After 50 years, this strange molecular absence finally led researchers from the UK and Israel to describe a new blood group system in humans.
"It represents a huge achievement, and the culmination of a long team effort, to finally establish this new blood group system and be able to offer the best care to rare, but important, patients," UK National Health Service hematologist Louise Tilley says, after nearly 20 years of personally researching this bloody quirk.
While we're all more familiar with the ABO blood group system and the rhesus factor (that's the plus or minus part), humans actually have many different blood group systems based on the wide variety of cell-surface proteins and sugars that coat our blood cells.
Our bodies use these antigen molecules, amongst their other purposes, as identification markers to separate 'self' from potentially harmful not-selves.
If these markers do not match up when receiving a blood transfusion, this life-saving tactic can cause reactions or even end up being fatal.
Most major blood groups were identified early in the 20th century. Many discovered since, like the Er blood system first described by researchers in 2022, only impact a small number of people. This is also the case for the new blood group.
"The work was difficult because the genetic cases are very rare," explains Tilley.
Previous research found more than 99.9 percent of people have the AnWj antigen that was missing from the 1972 patient's blood. This antigen lives on a myelin and lymphocyte protein, leading the researchers to call the newly described system the MAL blood group.
When someone has a mutated version of both copies of their MAL genes, they end up with an AnWj-negative blood type, like the pregnant patient. Tilley and team identified three patients with the rare blood type that didn't have this mutation, suggesting that sometimes blood disorders can also cause the antigen to be suppressed.
"MAL is a very small protein with some interesting properties which made it difficult to identify and meant we needed to pursue multiple lines of investigation to accumulate the proof we needed to establish this blood group system," explains University of the West of England cell biologist Tim Satchwell.
To determine they had the correct gene, after decades of research, the team inserted the normal MAL gene into blood cells that were AnWj-negative.
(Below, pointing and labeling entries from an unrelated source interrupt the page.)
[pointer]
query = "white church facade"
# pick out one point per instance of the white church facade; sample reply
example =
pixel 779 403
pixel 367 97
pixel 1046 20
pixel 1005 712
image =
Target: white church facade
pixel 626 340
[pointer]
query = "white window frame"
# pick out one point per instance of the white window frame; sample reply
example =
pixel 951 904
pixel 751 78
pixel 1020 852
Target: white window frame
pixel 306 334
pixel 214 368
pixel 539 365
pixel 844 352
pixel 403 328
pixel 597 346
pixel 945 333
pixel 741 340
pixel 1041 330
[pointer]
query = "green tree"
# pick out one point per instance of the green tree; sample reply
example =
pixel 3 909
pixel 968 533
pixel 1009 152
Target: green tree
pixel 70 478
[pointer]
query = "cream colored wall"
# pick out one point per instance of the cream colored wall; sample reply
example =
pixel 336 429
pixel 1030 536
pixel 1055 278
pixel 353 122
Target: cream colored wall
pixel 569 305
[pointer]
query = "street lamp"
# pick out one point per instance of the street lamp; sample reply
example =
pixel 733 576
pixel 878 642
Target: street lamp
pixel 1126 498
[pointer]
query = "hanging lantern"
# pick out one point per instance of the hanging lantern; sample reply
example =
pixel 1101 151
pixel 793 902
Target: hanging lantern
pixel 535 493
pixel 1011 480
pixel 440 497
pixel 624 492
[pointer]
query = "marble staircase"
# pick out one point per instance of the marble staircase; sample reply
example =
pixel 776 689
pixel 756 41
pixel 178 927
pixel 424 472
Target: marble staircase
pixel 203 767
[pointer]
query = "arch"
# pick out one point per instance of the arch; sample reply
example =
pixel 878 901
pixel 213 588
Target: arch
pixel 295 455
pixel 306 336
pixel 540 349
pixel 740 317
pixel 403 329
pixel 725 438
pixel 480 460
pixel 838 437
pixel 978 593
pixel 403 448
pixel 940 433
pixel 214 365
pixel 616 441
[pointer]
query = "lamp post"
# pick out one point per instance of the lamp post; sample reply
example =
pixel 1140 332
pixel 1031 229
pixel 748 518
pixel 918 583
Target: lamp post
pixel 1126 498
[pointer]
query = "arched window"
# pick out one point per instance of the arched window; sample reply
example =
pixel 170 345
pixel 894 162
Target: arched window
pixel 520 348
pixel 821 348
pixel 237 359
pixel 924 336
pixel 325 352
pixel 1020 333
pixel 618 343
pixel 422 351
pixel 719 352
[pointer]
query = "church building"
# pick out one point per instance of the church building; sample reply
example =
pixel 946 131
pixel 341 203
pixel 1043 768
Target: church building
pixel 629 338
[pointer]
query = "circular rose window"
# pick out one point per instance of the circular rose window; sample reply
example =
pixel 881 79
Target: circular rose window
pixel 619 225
This effectively delivered the AnWj antigen to those cells.
The MAL protein is known to play a vital role in keeping cell membranes stable and aiding in cell transport. What's more, previous research found that the AnWj isn't actually present in newborn babies but appears soon after birth.
Interestingly, all the AnWj-negative patients included in the study shared the same mutation. However, no other cell abnormalities or diseases were found to be associated with this mutation.
Now that the researchers have identified the genetic markers behind the MAL mutation, patients can be tested to see if their negative MAL blood type is inherited or due to suppression, which could be a sign of another underlying medical problem.
These rare blood quirks can have devastating impacts on patients, so the more of them we can understand, the more lives can be saved.
This research was published in Blood.